The absence of negative descriptors resulted in more granular, differentiated factor structures in our research compared to previous studies. Without broad negative factors like discomfort or anxiety, the other factors could be expressed in finer detail. This finding highlights the importance of considering the specific type of device or technology being studied, as the fundamental nature of the user’s relationship with it can greatly impact how they perceive and evaluate the experience of using it.
Conclusions
We aimed to categorize factors impacting comfort, discomfort, and wearability in wrist-worn device design, understand the relationship between these constructs, and identify differences in user expectations across device types. Our results suggest that comfort and wearability are closely related for wrist-worn devices and may be interchangeable in research, while discomfort is a distinct construct that should be measured separately.
Device type and associated functions impact user perceptions and expectations. Smart watches and fitness trackers yielded similar factor structures, while basic watches stood alone, implying that research on wrist-wearables may not need to distinguish between smart watches and fitness trackers but should consider watches separately. Across all device types, function emerged as a key factor, highlighting the importance of accounting for device capabilities when studying the user experience of wrist-worn technologies.
Interestingly, participants only associated the wrist-worn devices with positive or neutral terms, contrasting with prior research on office chairs that included negative descriptors. This suggests wrist-wearables are viewed as value-added devices, and if that value is eclipsed by discomfort or other negative factors, users may simply abandon them. The positive framing of descriptors related to wrist-worn devices resulted in a more granular factor structure compared to previous studies.
Our findings provide a foundation for evaluating the comfort, discomfort, and wearability of various types of wrist-worn devices.

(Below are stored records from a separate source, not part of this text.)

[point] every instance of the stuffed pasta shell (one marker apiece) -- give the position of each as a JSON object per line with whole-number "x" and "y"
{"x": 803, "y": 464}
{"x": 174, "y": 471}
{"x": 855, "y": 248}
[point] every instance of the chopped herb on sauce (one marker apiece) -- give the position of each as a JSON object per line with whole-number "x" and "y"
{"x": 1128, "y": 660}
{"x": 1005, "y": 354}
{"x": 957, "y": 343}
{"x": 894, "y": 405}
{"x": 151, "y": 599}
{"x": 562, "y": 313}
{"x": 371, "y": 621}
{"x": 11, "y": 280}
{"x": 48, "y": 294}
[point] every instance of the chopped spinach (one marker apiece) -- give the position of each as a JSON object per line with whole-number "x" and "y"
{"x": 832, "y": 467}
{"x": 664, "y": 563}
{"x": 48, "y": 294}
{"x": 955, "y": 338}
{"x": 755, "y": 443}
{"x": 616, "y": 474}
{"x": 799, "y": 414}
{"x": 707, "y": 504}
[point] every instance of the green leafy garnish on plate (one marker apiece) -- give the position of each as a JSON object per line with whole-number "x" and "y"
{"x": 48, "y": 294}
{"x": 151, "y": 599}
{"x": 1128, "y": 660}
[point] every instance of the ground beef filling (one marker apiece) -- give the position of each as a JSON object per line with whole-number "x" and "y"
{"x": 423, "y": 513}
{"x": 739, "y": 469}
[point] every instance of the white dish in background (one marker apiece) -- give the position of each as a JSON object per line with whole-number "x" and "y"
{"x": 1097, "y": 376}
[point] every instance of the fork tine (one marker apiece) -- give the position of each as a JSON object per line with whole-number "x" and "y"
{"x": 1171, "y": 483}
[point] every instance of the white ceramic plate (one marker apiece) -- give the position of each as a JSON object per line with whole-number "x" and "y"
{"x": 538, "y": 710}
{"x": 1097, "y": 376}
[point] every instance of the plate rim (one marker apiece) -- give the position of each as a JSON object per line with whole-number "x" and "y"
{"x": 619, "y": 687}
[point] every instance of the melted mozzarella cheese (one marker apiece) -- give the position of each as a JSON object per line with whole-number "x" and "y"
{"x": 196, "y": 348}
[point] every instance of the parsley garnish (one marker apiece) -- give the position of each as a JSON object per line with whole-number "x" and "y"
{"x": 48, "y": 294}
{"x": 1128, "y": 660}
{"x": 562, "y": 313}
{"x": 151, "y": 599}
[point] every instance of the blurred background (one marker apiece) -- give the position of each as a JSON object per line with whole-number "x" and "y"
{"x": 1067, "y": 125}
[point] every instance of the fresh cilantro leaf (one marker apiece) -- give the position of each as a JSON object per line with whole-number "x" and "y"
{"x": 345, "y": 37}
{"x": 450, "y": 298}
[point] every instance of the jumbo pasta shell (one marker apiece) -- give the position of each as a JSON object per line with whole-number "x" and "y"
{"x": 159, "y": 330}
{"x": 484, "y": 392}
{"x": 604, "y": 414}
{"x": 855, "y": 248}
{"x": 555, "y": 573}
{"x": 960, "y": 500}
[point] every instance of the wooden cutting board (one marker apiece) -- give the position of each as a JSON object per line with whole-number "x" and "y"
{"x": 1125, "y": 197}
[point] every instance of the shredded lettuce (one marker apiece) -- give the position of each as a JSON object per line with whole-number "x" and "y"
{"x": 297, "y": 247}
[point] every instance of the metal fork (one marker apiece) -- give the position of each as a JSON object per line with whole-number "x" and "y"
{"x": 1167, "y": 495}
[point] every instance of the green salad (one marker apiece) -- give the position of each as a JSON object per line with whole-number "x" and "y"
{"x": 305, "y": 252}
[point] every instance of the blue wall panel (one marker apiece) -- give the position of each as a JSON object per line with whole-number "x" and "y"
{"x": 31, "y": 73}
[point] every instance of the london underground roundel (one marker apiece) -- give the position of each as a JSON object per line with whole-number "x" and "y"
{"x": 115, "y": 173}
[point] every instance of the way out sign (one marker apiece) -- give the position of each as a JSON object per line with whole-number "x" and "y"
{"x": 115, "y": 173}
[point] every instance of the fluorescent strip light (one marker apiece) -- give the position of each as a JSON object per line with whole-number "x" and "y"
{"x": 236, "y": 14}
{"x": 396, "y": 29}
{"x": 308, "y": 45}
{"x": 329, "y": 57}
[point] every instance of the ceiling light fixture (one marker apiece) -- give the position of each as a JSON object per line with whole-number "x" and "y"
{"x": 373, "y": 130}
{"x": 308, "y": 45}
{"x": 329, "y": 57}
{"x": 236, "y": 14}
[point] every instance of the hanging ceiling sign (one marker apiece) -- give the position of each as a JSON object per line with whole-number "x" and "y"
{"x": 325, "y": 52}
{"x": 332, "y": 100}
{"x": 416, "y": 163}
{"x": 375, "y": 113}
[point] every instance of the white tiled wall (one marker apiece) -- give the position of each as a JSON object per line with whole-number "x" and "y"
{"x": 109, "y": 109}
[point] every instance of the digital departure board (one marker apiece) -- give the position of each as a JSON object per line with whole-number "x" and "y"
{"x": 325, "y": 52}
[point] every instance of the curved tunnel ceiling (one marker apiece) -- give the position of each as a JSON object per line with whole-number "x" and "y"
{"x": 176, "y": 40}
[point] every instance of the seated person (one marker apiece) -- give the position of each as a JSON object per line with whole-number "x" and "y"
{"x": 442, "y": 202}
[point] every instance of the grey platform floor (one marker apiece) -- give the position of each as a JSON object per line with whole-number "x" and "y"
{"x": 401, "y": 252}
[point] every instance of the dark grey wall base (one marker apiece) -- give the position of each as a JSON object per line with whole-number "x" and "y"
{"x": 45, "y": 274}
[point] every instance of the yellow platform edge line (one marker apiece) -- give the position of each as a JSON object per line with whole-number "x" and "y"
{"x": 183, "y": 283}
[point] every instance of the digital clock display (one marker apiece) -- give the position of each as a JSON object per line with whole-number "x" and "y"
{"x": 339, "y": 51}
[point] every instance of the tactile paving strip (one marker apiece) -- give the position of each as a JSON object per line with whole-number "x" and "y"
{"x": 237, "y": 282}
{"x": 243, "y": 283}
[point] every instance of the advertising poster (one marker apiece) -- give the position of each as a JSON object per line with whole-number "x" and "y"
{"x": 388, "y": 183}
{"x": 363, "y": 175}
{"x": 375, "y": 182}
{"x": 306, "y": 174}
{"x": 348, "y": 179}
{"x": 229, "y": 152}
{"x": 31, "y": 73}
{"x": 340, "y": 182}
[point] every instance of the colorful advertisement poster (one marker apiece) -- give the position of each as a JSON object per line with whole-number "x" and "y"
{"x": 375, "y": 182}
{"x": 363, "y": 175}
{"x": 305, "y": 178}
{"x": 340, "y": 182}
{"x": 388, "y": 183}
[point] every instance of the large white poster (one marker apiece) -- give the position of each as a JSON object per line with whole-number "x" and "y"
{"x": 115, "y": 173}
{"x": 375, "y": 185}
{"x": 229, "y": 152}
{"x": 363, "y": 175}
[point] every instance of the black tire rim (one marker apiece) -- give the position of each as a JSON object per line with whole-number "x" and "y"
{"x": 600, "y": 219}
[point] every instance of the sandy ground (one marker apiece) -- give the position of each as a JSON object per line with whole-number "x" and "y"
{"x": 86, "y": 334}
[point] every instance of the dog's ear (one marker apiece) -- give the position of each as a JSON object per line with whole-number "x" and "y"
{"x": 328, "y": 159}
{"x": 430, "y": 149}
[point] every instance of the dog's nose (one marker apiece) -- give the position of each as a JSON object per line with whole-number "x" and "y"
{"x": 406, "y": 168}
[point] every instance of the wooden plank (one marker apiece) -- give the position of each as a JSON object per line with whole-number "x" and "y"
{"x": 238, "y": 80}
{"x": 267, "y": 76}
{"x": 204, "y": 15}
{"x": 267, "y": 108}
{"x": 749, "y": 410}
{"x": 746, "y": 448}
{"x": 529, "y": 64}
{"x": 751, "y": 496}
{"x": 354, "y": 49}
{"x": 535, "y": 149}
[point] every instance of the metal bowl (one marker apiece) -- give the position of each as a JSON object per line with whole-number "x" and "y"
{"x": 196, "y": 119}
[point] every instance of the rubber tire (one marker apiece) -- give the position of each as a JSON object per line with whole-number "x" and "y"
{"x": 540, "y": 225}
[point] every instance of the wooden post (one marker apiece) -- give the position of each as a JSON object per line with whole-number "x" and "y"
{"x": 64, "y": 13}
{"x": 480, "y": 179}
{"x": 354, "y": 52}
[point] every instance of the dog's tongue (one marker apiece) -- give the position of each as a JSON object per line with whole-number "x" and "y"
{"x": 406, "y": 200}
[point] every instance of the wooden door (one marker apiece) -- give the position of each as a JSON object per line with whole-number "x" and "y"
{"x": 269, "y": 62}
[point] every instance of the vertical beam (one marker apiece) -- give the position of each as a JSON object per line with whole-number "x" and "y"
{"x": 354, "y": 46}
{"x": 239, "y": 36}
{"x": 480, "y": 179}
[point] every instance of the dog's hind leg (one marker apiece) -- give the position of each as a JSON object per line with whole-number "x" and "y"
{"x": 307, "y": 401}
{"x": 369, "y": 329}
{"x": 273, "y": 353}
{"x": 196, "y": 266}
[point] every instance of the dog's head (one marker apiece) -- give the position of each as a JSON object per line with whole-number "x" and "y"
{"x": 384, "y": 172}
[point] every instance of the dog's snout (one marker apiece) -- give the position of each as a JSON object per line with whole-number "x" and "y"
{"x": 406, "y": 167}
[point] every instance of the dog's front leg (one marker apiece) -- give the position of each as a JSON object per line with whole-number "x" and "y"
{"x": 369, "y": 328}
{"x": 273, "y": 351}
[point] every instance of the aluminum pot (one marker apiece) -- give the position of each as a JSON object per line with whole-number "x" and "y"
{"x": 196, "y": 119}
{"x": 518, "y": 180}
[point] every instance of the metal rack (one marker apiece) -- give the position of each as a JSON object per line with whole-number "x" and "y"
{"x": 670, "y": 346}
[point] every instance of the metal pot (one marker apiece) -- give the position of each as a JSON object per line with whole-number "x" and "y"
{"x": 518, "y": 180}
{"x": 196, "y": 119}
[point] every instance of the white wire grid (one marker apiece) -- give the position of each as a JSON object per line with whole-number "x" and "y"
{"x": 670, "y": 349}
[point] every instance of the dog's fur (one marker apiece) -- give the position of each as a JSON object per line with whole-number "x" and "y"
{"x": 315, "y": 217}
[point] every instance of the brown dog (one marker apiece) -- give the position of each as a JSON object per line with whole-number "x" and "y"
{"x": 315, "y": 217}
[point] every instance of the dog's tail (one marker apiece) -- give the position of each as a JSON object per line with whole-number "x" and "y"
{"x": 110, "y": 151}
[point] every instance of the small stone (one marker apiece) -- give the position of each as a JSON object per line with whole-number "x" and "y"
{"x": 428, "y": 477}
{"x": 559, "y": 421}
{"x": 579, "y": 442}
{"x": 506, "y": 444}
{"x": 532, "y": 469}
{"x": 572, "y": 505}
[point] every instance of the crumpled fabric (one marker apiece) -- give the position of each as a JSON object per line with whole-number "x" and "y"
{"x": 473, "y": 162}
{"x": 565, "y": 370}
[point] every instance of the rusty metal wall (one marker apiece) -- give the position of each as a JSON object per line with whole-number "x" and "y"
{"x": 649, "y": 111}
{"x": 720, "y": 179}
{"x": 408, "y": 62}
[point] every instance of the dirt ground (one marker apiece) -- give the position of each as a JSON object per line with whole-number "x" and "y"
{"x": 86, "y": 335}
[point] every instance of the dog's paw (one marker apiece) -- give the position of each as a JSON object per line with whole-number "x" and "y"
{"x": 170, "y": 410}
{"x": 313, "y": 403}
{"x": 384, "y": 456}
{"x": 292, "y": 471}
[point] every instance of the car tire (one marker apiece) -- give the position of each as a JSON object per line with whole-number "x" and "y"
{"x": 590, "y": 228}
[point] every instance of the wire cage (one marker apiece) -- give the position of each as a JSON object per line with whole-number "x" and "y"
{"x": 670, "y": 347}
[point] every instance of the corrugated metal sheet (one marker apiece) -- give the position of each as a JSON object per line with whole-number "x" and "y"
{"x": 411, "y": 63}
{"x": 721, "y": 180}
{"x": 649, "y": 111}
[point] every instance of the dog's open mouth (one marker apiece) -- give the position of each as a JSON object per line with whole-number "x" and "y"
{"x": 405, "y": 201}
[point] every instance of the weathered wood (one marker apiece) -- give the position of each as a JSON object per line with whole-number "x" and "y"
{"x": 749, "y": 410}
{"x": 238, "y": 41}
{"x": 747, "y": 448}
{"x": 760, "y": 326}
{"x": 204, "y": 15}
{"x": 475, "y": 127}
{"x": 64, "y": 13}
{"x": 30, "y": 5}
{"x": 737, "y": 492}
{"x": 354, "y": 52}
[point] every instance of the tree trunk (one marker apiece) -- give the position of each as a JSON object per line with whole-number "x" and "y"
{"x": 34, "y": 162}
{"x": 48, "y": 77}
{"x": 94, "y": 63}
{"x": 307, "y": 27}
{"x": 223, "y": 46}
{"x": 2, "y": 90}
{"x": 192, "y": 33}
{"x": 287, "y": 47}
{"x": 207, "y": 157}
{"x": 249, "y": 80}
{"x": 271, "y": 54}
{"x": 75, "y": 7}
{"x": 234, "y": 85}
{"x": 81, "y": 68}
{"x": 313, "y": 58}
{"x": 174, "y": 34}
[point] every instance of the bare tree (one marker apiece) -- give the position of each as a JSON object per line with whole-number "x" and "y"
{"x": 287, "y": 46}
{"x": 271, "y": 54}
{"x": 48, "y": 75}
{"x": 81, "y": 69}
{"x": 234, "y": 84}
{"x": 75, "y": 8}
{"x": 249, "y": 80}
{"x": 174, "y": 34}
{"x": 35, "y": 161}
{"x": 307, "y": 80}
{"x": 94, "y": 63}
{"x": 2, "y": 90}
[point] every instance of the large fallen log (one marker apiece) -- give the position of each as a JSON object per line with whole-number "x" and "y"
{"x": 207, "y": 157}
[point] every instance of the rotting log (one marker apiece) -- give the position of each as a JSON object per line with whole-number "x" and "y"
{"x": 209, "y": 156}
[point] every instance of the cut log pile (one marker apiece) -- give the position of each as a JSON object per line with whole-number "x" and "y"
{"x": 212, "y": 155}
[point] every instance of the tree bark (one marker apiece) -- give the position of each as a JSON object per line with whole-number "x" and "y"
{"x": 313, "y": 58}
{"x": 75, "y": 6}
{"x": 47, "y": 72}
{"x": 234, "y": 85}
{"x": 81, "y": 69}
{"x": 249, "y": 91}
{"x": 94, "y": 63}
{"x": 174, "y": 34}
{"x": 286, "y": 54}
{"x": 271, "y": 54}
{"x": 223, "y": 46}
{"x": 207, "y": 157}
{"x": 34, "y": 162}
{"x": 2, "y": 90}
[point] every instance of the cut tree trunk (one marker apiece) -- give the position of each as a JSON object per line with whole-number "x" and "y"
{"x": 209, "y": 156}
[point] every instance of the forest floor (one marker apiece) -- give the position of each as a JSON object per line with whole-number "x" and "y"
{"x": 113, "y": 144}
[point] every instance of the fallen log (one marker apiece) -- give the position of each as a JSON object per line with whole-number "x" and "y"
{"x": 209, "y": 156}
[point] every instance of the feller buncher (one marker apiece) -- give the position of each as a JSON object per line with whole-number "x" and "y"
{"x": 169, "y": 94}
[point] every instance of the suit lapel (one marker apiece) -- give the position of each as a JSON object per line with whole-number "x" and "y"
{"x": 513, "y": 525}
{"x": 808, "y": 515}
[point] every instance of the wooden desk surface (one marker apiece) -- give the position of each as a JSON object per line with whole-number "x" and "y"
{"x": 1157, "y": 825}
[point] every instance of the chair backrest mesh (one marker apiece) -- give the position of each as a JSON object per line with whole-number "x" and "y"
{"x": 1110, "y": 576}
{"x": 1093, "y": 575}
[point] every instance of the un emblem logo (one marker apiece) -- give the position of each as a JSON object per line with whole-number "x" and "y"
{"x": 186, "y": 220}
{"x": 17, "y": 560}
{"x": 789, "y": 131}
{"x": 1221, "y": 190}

By considering the multidimensional nature of these constructs and the impact of device type and function, researchers and designers can more comprehensively assess and improve the user experience of wrist-wearable technologies.
Footnotes
Acknowledgements
We thank Claude AI for support in revising wording in final drafts and Mauro Usability Science for conducting data collection.
Declaration of Conflicting Interests
The author(s) declared no potential conflicts of interest with respect to the research, authorship, and/or publication of this article.
Funding
The author(s) disclosed receipt of the following financial support for the research, authorship, and/or publication of this article: All work was conducted as part of normal job duties.